The Corner

Sometimes, Primary Fights Can Be Great Clarifiers

John Kasich let loose yesterday, perhaps previewing some criticism of his rivals he’ll offer tonight:

“I’ve about had it with these people,” Kasich said at the rally in Westerville, Ohio.

“We got one candidate that says we ought to abolish Medicaid and Medicare. You ever heard of anything so crazy as that? Telling our people in this country who are seniors, who are about to be seniors that we’re going to abolish Medicaid and Medicare?”

(Ben Carson says he doesn’t want to get rid of Medicare, but that his proposal for Health Savings Account would make the federal program moot.)

Kasich went on, saying, “We got one person saying we ought to have a 10 percent flat tax that will drive up the deficit in this country by trillions of dollars” and there’s another challenger in the field who “says we ought to take 10 or 11 [million] people and pick them up — I don’t know where we’re going to go, their homes, their apartments — we’re going to pick them up and scream at them to get out of our country. That’s crazy.

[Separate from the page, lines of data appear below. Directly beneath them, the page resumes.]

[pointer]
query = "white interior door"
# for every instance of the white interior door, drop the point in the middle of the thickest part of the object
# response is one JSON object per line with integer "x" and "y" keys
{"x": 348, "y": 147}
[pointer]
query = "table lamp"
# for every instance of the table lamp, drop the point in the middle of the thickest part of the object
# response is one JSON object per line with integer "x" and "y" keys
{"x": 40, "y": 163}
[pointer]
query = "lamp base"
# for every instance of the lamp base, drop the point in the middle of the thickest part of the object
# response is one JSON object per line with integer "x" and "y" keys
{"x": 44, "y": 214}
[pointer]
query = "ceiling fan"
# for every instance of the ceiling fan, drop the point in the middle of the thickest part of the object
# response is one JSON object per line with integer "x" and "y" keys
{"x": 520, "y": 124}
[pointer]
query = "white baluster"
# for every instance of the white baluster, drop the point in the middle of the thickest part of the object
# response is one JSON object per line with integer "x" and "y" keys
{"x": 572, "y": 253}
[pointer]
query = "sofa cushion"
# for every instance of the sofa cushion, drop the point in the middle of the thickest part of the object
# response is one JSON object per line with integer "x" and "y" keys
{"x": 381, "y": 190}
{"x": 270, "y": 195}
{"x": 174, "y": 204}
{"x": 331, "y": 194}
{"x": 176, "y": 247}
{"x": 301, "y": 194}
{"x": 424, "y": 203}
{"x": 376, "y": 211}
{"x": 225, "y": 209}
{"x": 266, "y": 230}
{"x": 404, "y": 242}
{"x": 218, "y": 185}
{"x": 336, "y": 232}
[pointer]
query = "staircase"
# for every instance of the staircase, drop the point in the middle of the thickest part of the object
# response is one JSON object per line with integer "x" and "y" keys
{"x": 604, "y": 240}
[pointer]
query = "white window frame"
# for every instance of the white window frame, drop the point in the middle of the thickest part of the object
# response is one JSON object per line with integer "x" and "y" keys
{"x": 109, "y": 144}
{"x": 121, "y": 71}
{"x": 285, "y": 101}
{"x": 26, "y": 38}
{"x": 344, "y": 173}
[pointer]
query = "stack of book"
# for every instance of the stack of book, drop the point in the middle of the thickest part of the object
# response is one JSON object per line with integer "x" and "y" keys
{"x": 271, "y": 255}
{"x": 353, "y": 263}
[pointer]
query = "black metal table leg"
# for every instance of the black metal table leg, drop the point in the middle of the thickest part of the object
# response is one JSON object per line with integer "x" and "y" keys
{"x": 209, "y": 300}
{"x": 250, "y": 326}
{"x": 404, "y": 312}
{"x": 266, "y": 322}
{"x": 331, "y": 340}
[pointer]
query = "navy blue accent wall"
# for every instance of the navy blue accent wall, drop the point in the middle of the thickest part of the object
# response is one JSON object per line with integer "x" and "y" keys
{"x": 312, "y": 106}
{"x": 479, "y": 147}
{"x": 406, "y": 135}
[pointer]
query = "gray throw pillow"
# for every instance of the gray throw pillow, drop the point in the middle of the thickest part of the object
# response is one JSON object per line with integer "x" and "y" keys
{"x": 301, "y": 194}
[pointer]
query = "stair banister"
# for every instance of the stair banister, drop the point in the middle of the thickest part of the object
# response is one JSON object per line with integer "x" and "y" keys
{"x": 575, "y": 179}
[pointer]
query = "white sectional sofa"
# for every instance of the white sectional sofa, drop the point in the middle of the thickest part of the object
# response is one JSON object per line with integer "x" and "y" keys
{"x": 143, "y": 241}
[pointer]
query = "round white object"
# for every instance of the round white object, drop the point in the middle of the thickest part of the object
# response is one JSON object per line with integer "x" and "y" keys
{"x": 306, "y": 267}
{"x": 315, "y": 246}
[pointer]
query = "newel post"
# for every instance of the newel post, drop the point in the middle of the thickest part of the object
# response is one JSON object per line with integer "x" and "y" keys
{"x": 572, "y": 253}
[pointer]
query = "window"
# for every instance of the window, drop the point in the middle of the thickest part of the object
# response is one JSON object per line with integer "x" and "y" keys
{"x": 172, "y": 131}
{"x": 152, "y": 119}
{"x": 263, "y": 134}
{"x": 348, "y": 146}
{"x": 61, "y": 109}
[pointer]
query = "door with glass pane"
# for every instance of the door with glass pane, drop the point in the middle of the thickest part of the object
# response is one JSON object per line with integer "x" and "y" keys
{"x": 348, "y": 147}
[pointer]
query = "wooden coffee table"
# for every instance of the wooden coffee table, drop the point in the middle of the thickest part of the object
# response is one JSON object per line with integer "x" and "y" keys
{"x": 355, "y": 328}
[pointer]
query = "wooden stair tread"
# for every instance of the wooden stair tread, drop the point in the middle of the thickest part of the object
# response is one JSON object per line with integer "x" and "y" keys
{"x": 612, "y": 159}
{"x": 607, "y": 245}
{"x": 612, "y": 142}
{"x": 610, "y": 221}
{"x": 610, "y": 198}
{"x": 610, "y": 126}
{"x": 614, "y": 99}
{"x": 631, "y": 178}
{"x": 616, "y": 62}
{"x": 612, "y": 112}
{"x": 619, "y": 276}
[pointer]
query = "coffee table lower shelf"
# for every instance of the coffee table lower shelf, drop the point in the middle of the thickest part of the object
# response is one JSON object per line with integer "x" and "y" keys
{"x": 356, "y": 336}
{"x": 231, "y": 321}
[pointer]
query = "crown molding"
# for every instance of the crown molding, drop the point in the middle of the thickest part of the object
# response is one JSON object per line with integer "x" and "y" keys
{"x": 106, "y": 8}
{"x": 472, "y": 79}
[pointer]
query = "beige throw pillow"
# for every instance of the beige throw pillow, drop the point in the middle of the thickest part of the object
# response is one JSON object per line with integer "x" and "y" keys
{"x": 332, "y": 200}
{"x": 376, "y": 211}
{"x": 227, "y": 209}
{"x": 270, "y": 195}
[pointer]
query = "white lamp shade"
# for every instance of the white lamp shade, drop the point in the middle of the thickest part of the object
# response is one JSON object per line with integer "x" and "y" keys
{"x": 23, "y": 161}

That is just crazy.”

Donald Trump has expressed support for deporting immigrants living in the country illegally.

“We got people proposing health care reform that’s going to leave, I believe, millions of people without adequate health insurance,” Kasich says. “What has happened to our party? What has happened the conservative movement?”

Many conservatives will fume at Kasich’s remarks — the DNC is already using his words in fundraising e-mails — but they are spectacularly clarifying. Let’s have Ben Carson defend his flat tax proposal and Trump elaborate on his plans to deport illegal immigrants, and let’s have John Kasich defend his alternatives. Let’s have John Kasich defend his decision to expand Medicaid in Ohio. Let’s have him explain why he thinks the Republicans who disagree with him are bad Christians who need to read the Bible.

Finally, the candidates will have to lay out their policy plans in detail and defend them from criticism, instead of answering questions about whether the Second Amendment could have stopped the Holocaust, or whether they would vote for a hypothetical Muslim presidential candidate. We might actually get an actual debate about what these men want to do as president! What a thought!

Finally, I greatly prefer the out-in-the-open, my-rivals-the-party-and-the-movement-are-crazy John Huntsman Kasich to the veiled, blurry, I-balanced-the-budget-in-the-1990s, I-cut-taxes, pick-me-so-I-can-help-the-GOP-win-Ohio John Kasich.